Thursday, January 2, 2014

A Poem On A Thursday

I've spent the morning reading poems by Amy Lowell, who lived from 1874 to 1925. I was struck by the camaraderie I felt while reading, the connection I felt to her thoughts. 100 years and we can still relate. Nothing has changed though everything changes! Here's a sampling of her vast body of work:

Patience

Be patient with you?
When the stooping sky
Leans down upon the hills
And tenderly, as one who soothing stills
An anguish, gathers earth to lie
Embraced and girdled. Do the sun-filled men
Feel patience then?

Be patient with you?
When the snow-girt earth
Cracks to let through a spurt
Of sudden green, and from the muddy dirt
A snowdrop leaps, how mark its worth
To eyes frost-hardened, and do weary men
Feel patience then?

Be patient with you?
When pain's iron bars
Their rivets tighten, stern
To bend and break their victims; as they turn,
Hopeless, there stand the purple jars
Of night to spill oblivion.

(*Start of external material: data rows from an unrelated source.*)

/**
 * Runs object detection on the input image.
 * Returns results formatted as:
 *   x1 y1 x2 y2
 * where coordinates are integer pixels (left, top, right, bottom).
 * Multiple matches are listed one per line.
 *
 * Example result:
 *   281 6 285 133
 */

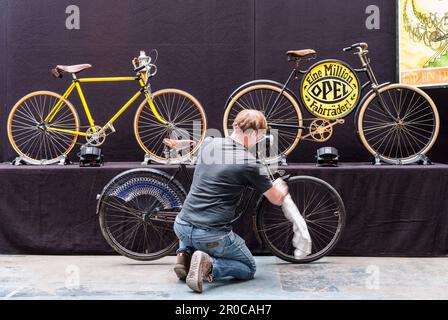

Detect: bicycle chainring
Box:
86 126 106 147
309 119 333 142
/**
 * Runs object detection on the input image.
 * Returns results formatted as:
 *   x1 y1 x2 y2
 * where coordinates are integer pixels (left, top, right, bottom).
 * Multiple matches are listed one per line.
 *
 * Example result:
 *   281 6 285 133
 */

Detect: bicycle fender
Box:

Do these men
Feel patience then?

Be patient with you?
You! My sun and moon!
My basketful of flowers!
My money-bag of shining dreams! My hours,
Windless and still, of afternoon!
You are my world and I your citizen.
What meaning can have patience then?

September, 1918

This afternoon was the colour of water falling through sunlight;
The trees glittered with the tumbling of leaves;
The sidewalks shone like alleys of dropped maple leaves,
And the houses ran along them laughing out of square, open windows.
Under a tree in the park,
Two little boys, lying flat on their faces,
Were carefully gathering red berries
To put in a pasteboard box.
Some day there will be no war,
Then I shall take out this afternoon
And turn it in my fingers,
And remark the sweet taste of it upon my palate,
And note the crisp variety of its flights of leaves.
To-day I can only gather it
And put it into my lunch-box,
For I have time for nothing
But the endeavour to balance myself
Upon a broken world.

The Taxi

When I go away from you
The world beats dead
Like a slackened drum.
I call out for you against the jutted stars
And shout into the ridges of the wind.
Streets coming fast,
One after the other,
Wedge you away from me,
And the lamps of the city prick my eyes
So that I can no longer see your face.
Why should I leave you,
To wound myself upon the sharp edges of the night?